New Delhi: Brushing aside speculations that India might have to augment imports to contain soaring food prices, Planning Commission Member Abhijit Sen on Monday said the country may not need to import wheat and rice this year, as it is heading towards a record production.
“The world is looking at the imports of India and China this year. And I am pretty sure, lot of people would be disappointed by the import size of the two countries. In case of India, the size would be a zero for foodgrains,” Sen said while inaugurating a five-day workshop on “Integrated Supply Chain Management: Opportunities For Small Farmers” here.

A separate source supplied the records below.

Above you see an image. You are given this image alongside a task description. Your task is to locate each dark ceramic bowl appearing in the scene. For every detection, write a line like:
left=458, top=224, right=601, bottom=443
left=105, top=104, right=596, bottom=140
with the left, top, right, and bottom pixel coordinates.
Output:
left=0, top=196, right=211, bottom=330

The workshop is being organised by the Agricultural and Food Marketing Association for Asia and the Pacific and hosted by Food Corporation of India.
Sen said India should be comfortable in wheat and rice though it may have to import pulses.
The Planning Commission Member said except a few items such as edible oils, food prices in the country have not risen “much”.
“But they (prices) are rising, and it is a matter of concern. So far as one item is concerned, it is the prices of edible oil that have gone up. Wheat and atta prices have not shot up much,” he pointed out.
Sen attributed high food prices to decline in global production vis-à-vis consumption, dip in world grain stocks and conversion of corn and oilseeds to make bio-fuels.
He said the time has come where “we realise that the world builds up high level of stocks”, which it had been doing some 10-15 years back. The country needs to maintain high stocks besides planning to raise production, he added.
Earlier, speaking on the occasion, Food Secretary T Nanda Kumar underlined the need for reducing handling losses by agencies during procurement of foodgrains.
“Today, the call is saving whatever we can, before moving to next level of production,” he said, adding that the country cannot afford to lose even a single grain, as food has become costlier.
He said the buoyancy in the global food prices may not be liked by consumers, but will benefit the farmers. “If they (farmers) get higher prices, will produce more, leading to better availability of foodgrains across the world,” he said.
In his address, Food Corporation of India (FCI) CMD Alok Sinha said the storage and transit losses of the corporation have declined to 0.5% of its total turnover. FCI procures about 40 million tons of foodgrains annually.
Later, talking to reporters on the sidelines, Sinha agreed with Sen that the country may not have to import wheat this year. He ruled out FCI using the call option route to purchase wheat from abroad.